По ее спине пробегает волна мурашек, и она благодарит свое нежелание становиться объектом чужих взглядов и выбор достаточно закрытой одежды. Она оставит на его теле столько засосов и царапин, чтобы любой, кто посмотрит на него – будь даже он одет в водолазку и пуховик, точно знал: Он. Принадлежит. Ей.
– Ладно, – недовольно рычит она, закатывая глаза и стараясь не смотреть на него. – Возможно, я и правда немного тебя объективирую.
Даже так она видит расплывающуюся на его лице белоснежную улыбку.
– Будь добр, помолчи, ладно? – цедит она, мысленно хороня свое эго. И ведь стоило только познакомиться с ним, как все пошло прахом…
Ладно, если быть честной, она совершенно не жалеет об этом. Разве что немного.
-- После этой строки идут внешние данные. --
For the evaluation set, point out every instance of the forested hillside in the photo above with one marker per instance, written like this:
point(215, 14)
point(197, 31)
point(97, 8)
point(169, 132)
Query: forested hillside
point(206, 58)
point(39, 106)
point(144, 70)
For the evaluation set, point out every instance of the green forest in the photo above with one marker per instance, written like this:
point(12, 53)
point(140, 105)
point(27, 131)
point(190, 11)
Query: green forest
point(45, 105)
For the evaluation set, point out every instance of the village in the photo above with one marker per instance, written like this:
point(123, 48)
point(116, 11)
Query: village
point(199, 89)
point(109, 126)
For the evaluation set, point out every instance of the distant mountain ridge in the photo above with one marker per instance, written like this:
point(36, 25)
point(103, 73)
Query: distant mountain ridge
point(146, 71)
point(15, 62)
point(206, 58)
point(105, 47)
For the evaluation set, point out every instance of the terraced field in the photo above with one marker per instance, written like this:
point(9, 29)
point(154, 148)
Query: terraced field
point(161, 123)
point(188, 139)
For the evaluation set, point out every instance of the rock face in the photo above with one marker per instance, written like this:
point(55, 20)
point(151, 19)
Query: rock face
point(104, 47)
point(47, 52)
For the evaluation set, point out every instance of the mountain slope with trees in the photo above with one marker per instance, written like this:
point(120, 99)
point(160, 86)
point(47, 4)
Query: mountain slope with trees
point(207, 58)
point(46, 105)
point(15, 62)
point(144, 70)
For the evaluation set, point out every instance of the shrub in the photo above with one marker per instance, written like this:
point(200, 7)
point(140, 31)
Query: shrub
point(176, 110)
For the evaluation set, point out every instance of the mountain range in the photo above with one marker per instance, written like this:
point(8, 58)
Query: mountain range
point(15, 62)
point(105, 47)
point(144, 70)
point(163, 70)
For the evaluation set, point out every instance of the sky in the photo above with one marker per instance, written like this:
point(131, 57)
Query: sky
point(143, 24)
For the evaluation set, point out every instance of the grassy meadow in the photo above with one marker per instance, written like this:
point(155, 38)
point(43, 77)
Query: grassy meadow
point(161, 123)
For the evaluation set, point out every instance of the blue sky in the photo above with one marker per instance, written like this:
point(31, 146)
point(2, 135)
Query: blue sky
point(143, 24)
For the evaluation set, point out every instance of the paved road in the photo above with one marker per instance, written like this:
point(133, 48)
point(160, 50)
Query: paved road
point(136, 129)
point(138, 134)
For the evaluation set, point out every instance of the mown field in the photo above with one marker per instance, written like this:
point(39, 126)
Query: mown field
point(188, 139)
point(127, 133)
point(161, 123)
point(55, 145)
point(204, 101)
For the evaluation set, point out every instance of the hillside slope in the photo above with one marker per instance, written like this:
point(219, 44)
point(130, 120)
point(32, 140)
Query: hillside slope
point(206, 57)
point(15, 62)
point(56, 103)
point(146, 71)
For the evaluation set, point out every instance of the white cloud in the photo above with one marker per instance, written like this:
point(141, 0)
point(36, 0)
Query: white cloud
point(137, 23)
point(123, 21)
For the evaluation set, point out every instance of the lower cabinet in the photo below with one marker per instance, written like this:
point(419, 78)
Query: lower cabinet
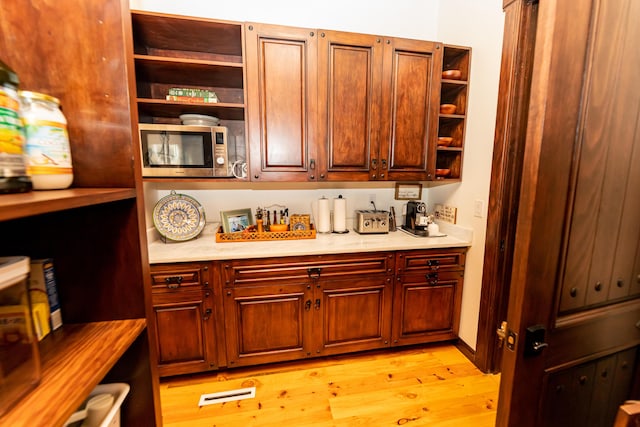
point(270, 323)
point(427, 297)
point(184, 309)
point(290, 308)
point(265, 310)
В профилактических целях.
– Так и знал, – разумеется, он не может не прокомментировать, и когда она собирается еще раз стукнуть его, он поднимается с места и аккуратно придерживает ее, позволяя встать на ноги. – Пойдем.
Они движутся к выходу, и он тихо добавляет:
– Туда, где смотреть на меня как на кусок мяса сможешь только ты.
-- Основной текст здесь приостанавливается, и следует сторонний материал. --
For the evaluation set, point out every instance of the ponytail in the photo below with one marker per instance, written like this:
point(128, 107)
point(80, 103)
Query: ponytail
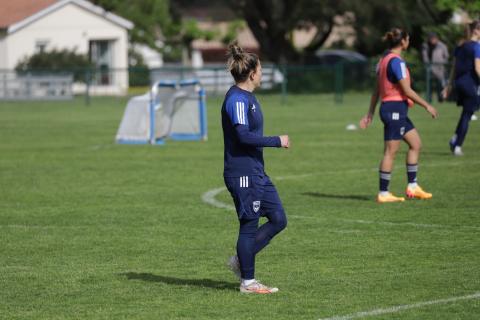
point(240, 63)
point(394, 37)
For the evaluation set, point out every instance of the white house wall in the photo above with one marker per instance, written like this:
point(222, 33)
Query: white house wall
point(71, 27)
point(3, 53)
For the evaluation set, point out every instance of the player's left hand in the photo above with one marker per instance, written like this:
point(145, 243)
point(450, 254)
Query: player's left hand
point(366, 121)
point(432, 111)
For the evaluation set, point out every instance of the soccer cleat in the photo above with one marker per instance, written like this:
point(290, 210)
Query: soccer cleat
point(389, 198)
point(257, 287)
point(452, 146)
point(457, 151)
point(234, 265)
point(417, 193)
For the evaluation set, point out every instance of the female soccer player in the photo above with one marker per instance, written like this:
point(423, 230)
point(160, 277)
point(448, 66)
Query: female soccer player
point(466, 71)
point(393, 88)
point(252, 191)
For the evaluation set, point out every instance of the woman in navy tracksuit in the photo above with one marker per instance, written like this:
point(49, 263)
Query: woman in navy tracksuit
point(252, 191)
point(465, 76)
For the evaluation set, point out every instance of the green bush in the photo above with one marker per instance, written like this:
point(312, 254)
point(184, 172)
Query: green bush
point(56, 61)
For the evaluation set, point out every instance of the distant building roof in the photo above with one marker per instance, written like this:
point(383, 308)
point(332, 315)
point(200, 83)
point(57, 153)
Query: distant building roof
point(19, 13)
point(18, 10)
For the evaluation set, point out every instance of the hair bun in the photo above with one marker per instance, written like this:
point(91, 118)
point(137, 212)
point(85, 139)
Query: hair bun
point(235, 51)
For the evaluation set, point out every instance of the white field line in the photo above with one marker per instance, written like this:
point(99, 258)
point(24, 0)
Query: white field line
point(346, 171)
point(209, 198)
point(400, 308)
point(412, 224)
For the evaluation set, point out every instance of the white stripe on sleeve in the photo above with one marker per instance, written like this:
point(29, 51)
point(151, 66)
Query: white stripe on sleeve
point(243, 112)
point(238, 112)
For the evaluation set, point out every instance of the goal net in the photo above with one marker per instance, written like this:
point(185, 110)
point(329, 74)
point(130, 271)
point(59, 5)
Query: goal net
point(172, 109)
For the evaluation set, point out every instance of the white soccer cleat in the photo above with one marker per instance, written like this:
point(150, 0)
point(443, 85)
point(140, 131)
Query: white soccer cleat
point(258, 288)
point(234, 265)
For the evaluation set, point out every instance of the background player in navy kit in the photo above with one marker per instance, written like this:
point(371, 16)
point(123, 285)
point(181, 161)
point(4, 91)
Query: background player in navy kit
point(394, 90)
point(466, 72)
point(252, 191)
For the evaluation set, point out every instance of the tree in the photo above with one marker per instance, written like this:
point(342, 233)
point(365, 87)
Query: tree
point(469, 6)
point(375, 18)
point(273, 21)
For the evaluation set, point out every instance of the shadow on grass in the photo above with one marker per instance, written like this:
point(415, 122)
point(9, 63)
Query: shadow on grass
point(337, 196)
point(205, 283)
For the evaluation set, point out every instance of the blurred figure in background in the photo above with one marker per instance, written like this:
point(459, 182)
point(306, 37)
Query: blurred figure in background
point(435, 55)
point(465, 76)
point(394, 91)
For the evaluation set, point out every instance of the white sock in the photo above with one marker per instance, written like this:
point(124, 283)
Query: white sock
point(248, 282)
point(412, 185)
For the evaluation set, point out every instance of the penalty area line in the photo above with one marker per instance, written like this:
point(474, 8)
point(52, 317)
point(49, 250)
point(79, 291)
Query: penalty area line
point(396, 309)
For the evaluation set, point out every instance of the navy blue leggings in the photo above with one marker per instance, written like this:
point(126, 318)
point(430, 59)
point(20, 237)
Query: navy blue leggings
point(462, 126)
point(252, 239)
Она знает, что он ее дразнит, и если уж быть совсем честной – не то чтобы взгляды девушек в его сторону были настолько интенсивными, но в ее груди разгорается ярость при одной только мысли об этом.
– Продолжай издеваться, и к следующему разу я куплю самый откровенный наряд, какой только сможет найти Энид, – отвечает она.
Тайлер запинается на месте и останавливается.
– Ну, не то чтобы я был против… – он улыбается мыслям об этом. – И ты действительно это сделаешь?
Уэнсдей вынуждена признать, что ей это дастся определенно нелегко. И все же…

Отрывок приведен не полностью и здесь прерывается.